HSBC will "simplify" the business, invest billions in tech and turn around its US division as part of new chief executive John Flint's growth plans.
The bank released a strategy update meant to get it "back into growth mode" on Monday, setting fresh financial targets that include keeping dividends at current levels and launching share buybacks.
Mr Flint, who was appointed earlier this year, said: "After a period of restructuring, it is now time for HSBC to get back into growth mode.
"The existing strategy is working and provides a strong platform for future profitable growth. In the next phase of our strategy we will accelerate growth in areas of strength, in particular in Asia and from our international network."
An eight-point plan shows the lender will look to boost growth across its Asia business, complete the ring-fencing of its UK bank, boost its share of the mortgage market and improve customer service.

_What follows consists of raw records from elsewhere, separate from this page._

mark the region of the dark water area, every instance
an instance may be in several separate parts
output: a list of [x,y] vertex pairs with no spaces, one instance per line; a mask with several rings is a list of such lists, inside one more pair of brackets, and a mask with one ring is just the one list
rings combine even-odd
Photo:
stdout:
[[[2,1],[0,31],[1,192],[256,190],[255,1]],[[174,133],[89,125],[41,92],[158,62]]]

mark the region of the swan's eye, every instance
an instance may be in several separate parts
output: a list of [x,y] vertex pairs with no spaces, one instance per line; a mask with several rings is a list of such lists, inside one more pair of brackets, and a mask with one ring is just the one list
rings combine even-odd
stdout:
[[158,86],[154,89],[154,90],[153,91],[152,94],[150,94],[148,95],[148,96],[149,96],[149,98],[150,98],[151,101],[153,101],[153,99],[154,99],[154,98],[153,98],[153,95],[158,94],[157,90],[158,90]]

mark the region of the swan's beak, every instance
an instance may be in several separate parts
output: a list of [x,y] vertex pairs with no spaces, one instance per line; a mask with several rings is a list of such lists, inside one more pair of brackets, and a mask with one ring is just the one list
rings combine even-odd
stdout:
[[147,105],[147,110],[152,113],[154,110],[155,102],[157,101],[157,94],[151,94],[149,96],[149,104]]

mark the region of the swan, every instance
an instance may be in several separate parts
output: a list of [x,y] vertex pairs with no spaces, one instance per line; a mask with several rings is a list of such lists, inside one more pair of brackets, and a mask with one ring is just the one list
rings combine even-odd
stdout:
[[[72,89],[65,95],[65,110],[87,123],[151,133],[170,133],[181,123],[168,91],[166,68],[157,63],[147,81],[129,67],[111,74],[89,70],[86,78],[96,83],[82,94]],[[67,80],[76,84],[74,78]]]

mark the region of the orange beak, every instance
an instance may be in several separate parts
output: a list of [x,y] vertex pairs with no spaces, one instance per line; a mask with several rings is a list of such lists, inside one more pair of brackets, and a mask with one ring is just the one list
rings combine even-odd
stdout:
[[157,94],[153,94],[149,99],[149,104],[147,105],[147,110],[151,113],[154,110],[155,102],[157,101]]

It is also aiming to complete the turnaround of its US business and gain market share across its international network.
Mr Flint - who took the chief executive role on February - said HSBC will also be investing 15-17 billion US dollars (£11.2 billion - £12.7 billion) "primarily in growth and technology".
Those plans are meant to help HSBC deliver a return on tangible equity (RoTE) - an industry measure of net profit - of more than 11% by the end 2020.
In the meantime, HSBC said it expects to report mid-single digit growth in revenue between 2018 and 2020 and is likely to see low to mid-single digit growth in operating expenses.
HSBC shares were down nearly 1% in morning trading.
HSBC is Europe's biggest bank, but earns most of its profits from Asia.
Last year, it completed a corporate overhaul to raise profitability by focusing more on high-growth Asian emerging markets while shedding businesses and workers in other countries.